Typically, you get Infs and NaNs when there is an division by ~0 in the forward or backward pass.
However it is also possible that the learning rate is too high or your model is broken.
I typically debug by:

  • Dropping the learning rate to something super small 1e-10
  • Determining whether the NaN/Inf is in the forward or backward pass.
  • Checking that the training data has no NaNs or Infs.
  • Checking that there are no divides anywhere in the code or that all divides are safe.
  • Checking the gradients of trig functions in the code.

\( \DeclareMathOperator{\arcsec}{arcsec} \DeclareMathOperator{\arccot}{arccot} \DeclareMathOperator{\arccsc}{arccsc} \) The following functions have unstable (e.g.
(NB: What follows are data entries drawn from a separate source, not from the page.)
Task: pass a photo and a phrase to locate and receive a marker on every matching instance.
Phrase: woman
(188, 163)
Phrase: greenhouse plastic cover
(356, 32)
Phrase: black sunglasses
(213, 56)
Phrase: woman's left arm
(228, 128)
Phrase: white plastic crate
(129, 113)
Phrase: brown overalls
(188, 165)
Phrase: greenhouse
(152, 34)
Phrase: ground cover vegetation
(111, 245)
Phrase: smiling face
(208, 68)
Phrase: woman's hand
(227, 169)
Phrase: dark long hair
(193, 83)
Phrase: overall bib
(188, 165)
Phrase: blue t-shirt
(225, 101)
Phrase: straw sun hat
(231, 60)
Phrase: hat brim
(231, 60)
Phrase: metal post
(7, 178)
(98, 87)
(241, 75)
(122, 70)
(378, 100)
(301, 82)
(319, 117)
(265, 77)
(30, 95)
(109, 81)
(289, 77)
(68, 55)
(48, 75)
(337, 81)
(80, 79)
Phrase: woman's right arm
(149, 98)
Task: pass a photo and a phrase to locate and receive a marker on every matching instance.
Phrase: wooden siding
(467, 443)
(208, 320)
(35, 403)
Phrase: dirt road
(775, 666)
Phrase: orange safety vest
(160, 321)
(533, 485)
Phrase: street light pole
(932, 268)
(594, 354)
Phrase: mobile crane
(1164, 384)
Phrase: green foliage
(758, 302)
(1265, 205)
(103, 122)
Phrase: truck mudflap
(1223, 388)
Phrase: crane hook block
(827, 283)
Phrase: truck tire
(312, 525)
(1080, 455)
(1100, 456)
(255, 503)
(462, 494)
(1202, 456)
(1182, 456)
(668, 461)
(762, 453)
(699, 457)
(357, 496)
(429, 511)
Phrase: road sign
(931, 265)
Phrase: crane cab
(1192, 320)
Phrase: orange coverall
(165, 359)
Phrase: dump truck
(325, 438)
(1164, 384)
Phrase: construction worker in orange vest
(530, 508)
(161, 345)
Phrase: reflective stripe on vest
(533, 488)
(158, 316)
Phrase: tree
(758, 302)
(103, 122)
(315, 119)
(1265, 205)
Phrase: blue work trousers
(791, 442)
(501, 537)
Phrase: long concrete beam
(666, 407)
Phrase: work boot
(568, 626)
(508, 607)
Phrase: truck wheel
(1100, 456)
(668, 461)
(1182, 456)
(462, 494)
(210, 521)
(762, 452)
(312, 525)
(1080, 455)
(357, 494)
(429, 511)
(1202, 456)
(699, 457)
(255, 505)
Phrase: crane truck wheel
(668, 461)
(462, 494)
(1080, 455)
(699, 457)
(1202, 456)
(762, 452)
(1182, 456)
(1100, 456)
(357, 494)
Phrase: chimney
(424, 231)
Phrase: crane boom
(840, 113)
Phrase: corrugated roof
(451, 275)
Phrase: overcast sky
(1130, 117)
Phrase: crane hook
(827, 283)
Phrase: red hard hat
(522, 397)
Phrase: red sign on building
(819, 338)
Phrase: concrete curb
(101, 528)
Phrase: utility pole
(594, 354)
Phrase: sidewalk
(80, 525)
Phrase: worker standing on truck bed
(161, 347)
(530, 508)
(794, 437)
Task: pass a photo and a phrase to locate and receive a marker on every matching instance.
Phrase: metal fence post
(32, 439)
Inf) gradients at certain points:

  • Derivative of \(\log(x)\) is \(1/x\) which is Inf near 0
  • Derivative of \(\arcsin(x)\) and \(\arccos(x)\) are \(\frac{\pm 1}{\sqrt{1-x^2}}\) which are Inf near 1.
  • The derivatives of \(\arccsc(x)\) and \(\arcsec(x)\) are Inf near 0 and 1.

If you must use one of these functions near the unstable points, I suggest performing a linear or taylor series approximation near 0 and 1.

Other ways to mitigate NaNs and Infs are:

Soft Operations

The idea of soft operations are to make sure that gradients flow through the entire network rather than one specific path.
One example of this is softmax which allows you to apply gradients using a one-hot encoding.

  • Rather than regressing a real value \(\displaystyle x\) directly, output a probability distribution.
    • Output scores for \(\displaystyle P(x=j)\) for some fixed set of \(\displaystyle j\), do softmax, and take the expected value.
    • Or output \(\displaystyle \mu, \sigma\) and normalize the loss based on \(\displaystyle \sigma\).